Вход/Регистрация
Аквариум как способ ухода за теннисным кортом
вернуться

Гаккель Всеволод Яковлевич

Шрифт:

Часть вторая

Меня привезли в Пушкин на пересыльный пункт. Часа через три мне неожиданно объявили, что произошла какая-то ошибка, и мне придется вернуться домой до особого распоряжения – может быть, даже до следующего призыва. Это была не совсем радостная весть, поскольку я уже настроил себя на длительное путешествие во времени. Я знал, что Армия – это не просто, но надо от неё отделаться как можно быстрее. В то время я не знал, что существуют какие-то способы отмазки. Да, если бы я и знал, то всё равно предпочел бы пойти в Армию, нежели косить несколько лет. Пока я ожидал окончательного решения своей участи, вдруг неожиданно материализовался мой брат Алексей. Он разведал в Военкомате, куда меня повезли, и, на своем опыте зная, что я могу застрять на пересыльном пункте на несколько дней, поехал в Пушкин. Он быстро договорился с какими-то «покупателями» – офицерами, которые съезжаются за «товаром» на пересыльные пункты, как работорговцы. И в этот же день меня уже грузили в поезд, который формировался в Закавказский округ. И ещё через несколько дней путешествия я оказался в городе Марнеули, в сорока километрах от Тбилиси.

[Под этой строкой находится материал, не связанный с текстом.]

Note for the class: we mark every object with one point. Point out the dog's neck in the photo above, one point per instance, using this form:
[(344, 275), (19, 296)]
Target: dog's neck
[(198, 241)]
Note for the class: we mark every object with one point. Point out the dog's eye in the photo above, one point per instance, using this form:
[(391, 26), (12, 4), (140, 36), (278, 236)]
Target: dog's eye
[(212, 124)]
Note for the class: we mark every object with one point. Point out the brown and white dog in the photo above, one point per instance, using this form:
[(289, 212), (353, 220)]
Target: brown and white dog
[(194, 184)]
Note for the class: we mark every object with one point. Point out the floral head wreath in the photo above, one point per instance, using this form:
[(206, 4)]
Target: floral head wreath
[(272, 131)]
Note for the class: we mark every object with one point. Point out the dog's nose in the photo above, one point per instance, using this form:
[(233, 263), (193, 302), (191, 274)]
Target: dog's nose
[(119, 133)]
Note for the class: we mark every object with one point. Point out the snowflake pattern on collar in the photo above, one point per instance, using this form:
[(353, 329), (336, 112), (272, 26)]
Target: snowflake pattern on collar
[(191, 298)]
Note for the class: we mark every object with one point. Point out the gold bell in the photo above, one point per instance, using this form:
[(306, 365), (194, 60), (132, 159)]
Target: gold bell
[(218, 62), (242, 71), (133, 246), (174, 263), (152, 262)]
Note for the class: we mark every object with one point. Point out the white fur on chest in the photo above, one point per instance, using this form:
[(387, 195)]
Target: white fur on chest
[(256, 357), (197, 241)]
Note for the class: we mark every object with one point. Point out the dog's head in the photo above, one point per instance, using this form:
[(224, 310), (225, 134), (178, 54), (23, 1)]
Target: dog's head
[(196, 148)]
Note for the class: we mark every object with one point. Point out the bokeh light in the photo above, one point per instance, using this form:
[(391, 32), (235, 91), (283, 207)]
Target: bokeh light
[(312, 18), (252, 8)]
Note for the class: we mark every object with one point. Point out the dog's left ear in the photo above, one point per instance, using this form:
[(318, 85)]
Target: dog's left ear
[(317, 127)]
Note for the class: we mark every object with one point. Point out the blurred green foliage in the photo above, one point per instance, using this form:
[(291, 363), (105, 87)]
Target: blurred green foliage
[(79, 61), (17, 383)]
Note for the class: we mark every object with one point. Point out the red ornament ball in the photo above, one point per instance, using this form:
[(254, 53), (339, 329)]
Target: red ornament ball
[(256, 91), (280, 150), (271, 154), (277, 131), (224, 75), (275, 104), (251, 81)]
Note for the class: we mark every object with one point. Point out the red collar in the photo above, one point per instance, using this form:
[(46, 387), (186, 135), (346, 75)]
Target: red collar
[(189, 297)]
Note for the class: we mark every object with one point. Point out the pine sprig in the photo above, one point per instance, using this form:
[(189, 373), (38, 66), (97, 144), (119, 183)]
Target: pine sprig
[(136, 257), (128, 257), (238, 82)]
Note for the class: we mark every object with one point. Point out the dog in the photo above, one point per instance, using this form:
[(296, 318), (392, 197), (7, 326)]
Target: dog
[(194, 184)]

Рассказывать, что такое Армия, бессмысленно. Совершенно очевидно, что это потеря времени и, может быть, самых лучших годов юности. И я очень рад тому, что для меня они прошли более-менее безболезненно. Мой несчастный брат Алексей вернулся со службы нравственным калекой, и для него Армия осталось самым главным из того, что произошло с ним. Он и по сей день празднует все милитаристские праздники. На почве алкоголизма его военный опыт принял и вовсе гипертрофированную форму. У него слились воедино остров Даманский, Вьетнам, Афганистан, и из радиста ракетных войск он постепенно превратился в десантника и разведчика, а шрамы, полученные в пьяных драках, превратились в боевые ранения. Ну да ладно, мне ещё не один раз придется вспоминать своего брата в ходе этого повествования. У меня же выработался стойкий иммунитет к этой теме, и Армию я просто никогда не вспоминаю, как будто я никогда там не был. Возвращаясь лишь теперь к моему армейскому опыту, я отмечу только то, что и там я встретил много прекрасных людей. Гена Степаненко и Володя «Пачка» Свиридов из Самары и Жора Шестакович из Ново-Волынска, которые помогли мне поверить в то, что остров, на котором я очутился, оказался обитаем, и с которыми мы стали близкими друзьями. С Геной мы дружим по сей день, а недавно я узнал, что Жора Шестакович погиб в автокатастрофе. Скрасить мою изоляцию от внешнего мира мне помогли мои школьные друзья, которые писали мне обо всех новостях в области музыки. А Андрей Колесов присылал мне слова песен «Beatles» и «Stones». Коля Марков, как и я, не стал поступать в училище и забросил занятия скрипкой. Он выбрал спорт, но в то же время пытался играть в группе «Второе дыхание». Я тоже приумножил свой опыт игры на бас-гитаре, играя на танцах в офицерском клубе в составе гарнизонной группы, организованной лейтенантом Славой Пинчуком, случайно и навеки связавшим себя с Армией. У нас в группе был замечательный гитарист Олег Острижнов из Ростова, который блестяще, один в один, играл «It's All Over Now». Но я потерял его след.

Часть третья

Как бы то ни было, я благополучно вернулся домой и был абсолютно свободен. Шел семьдесят третий год, мне было двадцать лет и было абсолютно всё равно, что делать. Первое, что я узнал, это то, что Алексей пропил мои швейцарские часы, которые я оставил ему на хранение. К этому времени он уже успел развестись с женой и вернулся жить в родительский дом. Незадолго до моего возвращения он пьянствовал на даче и спалил времянку. Сгорело наше единственное жилье и соседские постройки. Сруб дома, который не успел достроить отец, по счастью не пострадал. Уже десять лет он стоял без окон, дверей и полов. Андрей женился, но не имел постоянной работы и перебивался случайными заработками. Всё свободное время я проводил с ним и его женой Татьяной. Мы ездили на дачу, убирали пепелище и смотрели на дом, не зная с какой стороны к нему подступиться, поскольку денег не было ни копейки. Я старался переслушать всю ту музыку, которую упустил за годы изгнания, но наш проигрыватель абсолютно устарел, и мне уже не давали пластинки, боясь, что я их запилю.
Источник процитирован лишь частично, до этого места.